The papermaking industry was deeply affected by the state of the domestic economy and it was often prone to booms and slumps in fortune. However, until 1960 the industry was protected by government tariffs imposed on paper imports into this country, this was all to change with the implementation of the European Free Trade Association Treaty. Under this treaty countries such as Norway, Sweden, Finland and Austria were to have their imports admitted with a yearly 10% reduction in duties until 1970 when all duties on imports were to be abolished. This was to have a devastating effect on the papermaking industry, which was intensified when the tariff reduction process was accelerated so that by 1966 all imports became duty free.

Paper producing countries such as Scandinavia, Finland and Canada had natural advantages which Britain did not have. They had enormous raw materials, integrated mills which took the paper through every process, a more abundant water supply and less stringent purification of effluent standarAdded to these advantages were cheaper fuel and power costs and more lenient taxation laws. These countries as the main suppliers of woodpulp to the UK, began to increase the costs of this raw material while keeping the paper price of their paper imports low. Therefore mills in the UK were faced with the prospect of having to match the price of Scandinavian paper imports while absorbing the spiraling costs of production in the UK.

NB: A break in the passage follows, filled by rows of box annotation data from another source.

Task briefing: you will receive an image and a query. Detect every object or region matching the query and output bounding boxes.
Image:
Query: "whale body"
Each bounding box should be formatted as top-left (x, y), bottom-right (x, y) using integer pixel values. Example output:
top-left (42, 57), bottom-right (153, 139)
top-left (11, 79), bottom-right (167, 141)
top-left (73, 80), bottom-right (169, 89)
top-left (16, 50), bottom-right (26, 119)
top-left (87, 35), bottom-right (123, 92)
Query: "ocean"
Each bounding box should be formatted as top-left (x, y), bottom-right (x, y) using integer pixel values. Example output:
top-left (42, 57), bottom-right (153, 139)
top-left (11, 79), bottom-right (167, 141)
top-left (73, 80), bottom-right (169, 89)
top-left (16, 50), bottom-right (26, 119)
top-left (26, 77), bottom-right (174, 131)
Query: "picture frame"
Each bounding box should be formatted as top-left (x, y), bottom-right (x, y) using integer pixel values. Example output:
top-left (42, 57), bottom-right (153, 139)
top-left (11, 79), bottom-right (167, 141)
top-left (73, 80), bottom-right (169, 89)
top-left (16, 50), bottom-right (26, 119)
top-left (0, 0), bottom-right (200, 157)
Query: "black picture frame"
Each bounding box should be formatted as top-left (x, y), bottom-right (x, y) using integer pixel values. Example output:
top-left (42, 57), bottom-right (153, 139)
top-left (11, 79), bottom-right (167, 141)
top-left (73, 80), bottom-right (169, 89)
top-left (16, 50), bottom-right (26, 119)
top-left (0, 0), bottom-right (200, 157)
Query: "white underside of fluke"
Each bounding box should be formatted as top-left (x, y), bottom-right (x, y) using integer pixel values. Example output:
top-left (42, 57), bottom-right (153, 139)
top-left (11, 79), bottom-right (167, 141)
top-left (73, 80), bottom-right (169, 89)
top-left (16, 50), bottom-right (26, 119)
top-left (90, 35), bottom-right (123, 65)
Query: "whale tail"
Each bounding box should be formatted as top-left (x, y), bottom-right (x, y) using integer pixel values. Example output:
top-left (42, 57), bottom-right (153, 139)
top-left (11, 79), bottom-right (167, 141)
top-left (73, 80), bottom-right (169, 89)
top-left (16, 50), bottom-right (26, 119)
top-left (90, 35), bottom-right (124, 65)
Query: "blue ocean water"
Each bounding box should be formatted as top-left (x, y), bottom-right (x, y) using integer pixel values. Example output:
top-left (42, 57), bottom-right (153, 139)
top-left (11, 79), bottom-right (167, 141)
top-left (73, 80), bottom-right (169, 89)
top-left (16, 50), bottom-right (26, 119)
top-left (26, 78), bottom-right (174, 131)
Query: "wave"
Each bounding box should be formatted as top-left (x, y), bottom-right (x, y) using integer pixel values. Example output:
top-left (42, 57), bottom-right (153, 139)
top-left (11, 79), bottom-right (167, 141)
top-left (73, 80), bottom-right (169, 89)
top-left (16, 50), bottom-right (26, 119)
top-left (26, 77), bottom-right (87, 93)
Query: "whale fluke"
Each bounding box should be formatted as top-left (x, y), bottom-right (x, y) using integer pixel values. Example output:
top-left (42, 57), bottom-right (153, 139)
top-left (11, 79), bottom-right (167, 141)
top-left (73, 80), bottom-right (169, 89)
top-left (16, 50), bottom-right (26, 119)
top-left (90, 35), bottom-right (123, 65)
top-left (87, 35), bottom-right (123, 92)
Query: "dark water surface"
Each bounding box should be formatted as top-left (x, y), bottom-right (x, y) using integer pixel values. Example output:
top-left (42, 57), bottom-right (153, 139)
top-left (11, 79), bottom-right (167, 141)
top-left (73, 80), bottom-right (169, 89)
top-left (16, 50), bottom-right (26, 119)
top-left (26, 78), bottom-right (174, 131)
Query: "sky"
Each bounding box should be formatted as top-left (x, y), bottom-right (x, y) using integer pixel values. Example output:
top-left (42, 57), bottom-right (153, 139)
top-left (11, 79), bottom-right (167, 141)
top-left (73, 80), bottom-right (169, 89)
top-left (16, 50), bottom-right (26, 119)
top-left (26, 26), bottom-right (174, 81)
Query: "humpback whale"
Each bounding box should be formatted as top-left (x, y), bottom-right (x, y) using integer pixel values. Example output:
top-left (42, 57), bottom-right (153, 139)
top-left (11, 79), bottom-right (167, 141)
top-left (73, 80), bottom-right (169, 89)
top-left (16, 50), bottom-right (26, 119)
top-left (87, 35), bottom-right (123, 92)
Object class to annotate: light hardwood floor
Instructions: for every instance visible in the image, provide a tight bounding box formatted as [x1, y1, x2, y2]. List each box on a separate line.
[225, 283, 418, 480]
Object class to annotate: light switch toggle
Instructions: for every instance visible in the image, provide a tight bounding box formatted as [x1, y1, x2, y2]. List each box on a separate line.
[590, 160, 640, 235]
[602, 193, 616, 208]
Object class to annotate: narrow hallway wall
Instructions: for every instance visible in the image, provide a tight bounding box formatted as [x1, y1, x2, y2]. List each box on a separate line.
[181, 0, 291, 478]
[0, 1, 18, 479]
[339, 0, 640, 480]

By the 1960s many mills including Kinleith and Woodhall were owned by large companies such as Inveresk. When mills were family run they were more inclined to ride out economic troubles and wait for better times. Large companies demanded profits and would opt for closure if they were not forthcoming. In 1966 Inveresk announced that they were to close Kinleith Mill. With the subsequent closure of Woodhall Mill and finally the closure of Inglis Mill in 1989 the papermaking industry which had been active on the river for nearly 400 years disappeared.

‘one of the saddest things was seeing these great lorries taking away the machinery. And then you felt that the heart had gone out the village. And the village has never been the same’.